G каким наслаждением мы предавались благоухающим кухонным хлопотам! Мучительное напряжение предыдущих дней спало. После нескольких неуклюжих попыток сравняться с Клеманом — тот, должно быть, наловчился, пока жил осенью вдвоем с госпожой Люндгрен, — мы принялись дружно лепить плюшки с изюмом и шафраном, потом варить горячее вино Санта-Лючии. В душистом облаке сушеных апельсинов, гвоздики, корицы, кардамона все становилось таким простым и легким.
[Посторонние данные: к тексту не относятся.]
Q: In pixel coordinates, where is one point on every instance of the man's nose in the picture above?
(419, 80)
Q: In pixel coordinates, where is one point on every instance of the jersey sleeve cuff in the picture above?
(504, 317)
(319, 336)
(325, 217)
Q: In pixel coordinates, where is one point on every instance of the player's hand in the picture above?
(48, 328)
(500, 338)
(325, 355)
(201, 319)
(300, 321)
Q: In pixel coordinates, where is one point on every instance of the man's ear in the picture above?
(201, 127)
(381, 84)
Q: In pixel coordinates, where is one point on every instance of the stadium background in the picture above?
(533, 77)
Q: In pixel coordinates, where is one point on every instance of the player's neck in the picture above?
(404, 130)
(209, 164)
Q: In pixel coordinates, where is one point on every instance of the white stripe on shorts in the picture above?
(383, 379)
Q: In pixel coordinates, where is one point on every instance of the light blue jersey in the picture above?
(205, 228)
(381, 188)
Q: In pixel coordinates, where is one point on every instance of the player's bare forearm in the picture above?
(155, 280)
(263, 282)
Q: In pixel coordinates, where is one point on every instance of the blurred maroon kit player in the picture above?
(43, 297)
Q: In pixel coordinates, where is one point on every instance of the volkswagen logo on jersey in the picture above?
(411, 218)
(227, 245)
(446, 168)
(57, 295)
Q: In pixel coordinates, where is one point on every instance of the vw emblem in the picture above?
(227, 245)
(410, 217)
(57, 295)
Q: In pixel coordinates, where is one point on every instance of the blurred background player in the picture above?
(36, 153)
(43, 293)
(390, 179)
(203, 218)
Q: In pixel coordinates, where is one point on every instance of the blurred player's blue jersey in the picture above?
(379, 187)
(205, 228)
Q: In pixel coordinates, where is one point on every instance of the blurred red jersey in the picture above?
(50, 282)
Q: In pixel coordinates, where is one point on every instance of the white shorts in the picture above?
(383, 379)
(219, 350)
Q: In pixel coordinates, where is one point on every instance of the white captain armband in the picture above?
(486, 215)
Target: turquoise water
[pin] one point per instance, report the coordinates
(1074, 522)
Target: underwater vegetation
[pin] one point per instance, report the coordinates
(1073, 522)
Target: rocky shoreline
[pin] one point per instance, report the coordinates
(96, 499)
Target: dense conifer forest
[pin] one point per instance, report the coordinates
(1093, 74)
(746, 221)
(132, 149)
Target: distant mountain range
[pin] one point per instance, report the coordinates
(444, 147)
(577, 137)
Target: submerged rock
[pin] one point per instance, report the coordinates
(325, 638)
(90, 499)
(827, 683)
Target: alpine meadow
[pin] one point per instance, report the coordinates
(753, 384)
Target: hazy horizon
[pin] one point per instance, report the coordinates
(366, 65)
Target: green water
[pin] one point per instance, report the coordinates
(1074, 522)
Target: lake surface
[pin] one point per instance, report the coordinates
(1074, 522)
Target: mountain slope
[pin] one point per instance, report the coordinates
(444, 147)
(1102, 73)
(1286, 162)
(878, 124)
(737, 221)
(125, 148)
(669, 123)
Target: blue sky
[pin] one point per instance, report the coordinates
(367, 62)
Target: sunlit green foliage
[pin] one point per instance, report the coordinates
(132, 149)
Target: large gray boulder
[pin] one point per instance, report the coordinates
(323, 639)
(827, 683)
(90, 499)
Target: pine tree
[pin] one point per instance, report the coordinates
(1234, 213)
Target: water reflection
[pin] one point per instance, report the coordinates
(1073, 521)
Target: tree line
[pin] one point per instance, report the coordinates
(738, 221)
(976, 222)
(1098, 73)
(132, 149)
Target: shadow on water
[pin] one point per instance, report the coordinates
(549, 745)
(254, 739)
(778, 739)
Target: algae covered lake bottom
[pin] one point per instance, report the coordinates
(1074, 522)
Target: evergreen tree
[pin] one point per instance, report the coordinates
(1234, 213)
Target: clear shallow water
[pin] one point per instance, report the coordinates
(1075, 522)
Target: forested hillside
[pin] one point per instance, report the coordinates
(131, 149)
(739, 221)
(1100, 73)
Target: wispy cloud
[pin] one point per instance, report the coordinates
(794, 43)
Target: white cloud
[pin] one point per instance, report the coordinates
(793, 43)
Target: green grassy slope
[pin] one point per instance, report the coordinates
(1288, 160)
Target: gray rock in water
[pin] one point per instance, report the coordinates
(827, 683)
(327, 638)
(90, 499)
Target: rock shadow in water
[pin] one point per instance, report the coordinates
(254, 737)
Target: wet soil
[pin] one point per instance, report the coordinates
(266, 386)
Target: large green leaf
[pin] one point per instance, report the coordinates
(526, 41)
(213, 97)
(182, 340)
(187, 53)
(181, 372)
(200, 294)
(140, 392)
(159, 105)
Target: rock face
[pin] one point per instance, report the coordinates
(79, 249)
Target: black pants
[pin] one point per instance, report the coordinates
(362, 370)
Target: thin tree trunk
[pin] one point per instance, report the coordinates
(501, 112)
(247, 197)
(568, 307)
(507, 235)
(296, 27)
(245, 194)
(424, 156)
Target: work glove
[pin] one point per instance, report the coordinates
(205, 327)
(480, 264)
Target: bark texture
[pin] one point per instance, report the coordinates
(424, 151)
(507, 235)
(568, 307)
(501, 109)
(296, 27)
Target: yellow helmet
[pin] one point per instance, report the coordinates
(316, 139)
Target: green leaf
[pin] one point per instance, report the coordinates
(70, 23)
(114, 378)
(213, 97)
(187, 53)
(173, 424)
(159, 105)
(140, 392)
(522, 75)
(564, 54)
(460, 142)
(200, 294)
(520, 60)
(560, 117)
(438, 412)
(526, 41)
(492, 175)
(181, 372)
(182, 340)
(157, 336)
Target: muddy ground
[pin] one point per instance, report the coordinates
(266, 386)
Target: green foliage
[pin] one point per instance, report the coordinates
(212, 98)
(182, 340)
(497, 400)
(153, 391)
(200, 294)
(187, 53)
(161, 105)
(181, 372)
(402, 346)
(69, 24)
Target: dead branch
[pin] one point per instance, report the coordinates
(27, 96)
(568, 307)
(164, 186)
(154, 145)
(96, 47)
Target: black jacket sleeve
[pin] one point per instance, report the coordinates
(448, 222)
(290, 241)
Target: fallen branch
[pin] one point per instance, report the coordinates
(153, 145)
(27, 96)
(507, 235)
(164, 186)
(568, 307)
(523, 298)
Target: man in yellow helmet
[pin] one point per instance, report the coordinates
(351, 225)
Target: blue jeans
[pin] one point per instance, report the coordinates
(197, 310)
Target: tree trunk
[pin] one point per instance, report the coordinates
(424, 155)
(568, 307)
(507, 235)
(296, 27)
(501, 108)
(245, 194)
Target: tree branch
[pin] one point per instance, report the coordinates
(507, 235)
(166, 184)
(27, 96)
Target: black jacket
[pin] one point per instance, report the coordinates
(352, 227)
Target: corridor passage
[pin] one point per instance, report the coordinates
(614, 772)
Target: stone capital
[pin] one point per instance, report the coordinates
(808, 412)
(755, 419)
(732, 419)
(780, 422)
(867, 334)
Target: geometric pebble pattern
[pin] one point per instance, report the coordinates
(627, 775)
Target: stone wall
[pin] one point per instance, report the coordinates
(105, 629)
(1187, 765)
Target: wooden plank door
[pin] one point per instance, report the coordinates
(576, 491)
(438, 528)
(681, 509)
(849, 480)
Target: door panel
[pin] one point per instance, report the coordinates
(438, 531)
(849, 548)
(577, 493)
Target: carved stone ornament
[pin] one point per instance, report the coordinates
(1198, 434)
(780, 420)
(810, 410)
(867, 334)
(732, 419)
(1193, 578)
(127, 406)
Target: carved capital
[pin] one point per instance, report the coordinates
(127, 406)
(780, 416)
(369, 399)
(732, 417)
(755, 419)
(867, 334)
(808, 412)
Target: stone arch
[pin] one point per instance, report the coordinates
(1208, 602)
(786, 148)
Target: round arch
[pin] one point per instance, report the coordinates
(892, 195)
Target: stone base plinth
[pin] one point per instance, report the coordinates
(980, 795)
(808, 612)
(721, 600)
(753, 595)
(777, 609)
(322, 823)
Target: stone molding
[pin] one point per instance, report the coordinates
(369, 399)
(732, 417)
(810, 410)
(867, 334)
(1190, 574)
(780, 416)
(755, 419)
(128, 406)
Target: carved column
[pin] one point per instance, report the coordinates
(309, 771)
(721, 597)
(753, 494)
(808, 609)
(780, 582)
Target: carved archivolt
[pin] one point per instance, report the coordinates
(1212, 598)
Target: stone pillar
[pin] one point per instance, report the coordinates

Затем Клеман разложил перед нами на кухонном столе щепочки, лоскутки, вату, шерстяные нитки. И вскоре под нашими неопытными руками уже рождались фигурки святой Лючии. Из клочка сухого мха месье Делькур сделал для нее малюсенькую корону, я, как мог, приклеил к этой короне свечки из позолоченной бумаги. Клеман объяснил мне, что главным героем праздника будет Тарнор, маленький трубочист, символ счастья.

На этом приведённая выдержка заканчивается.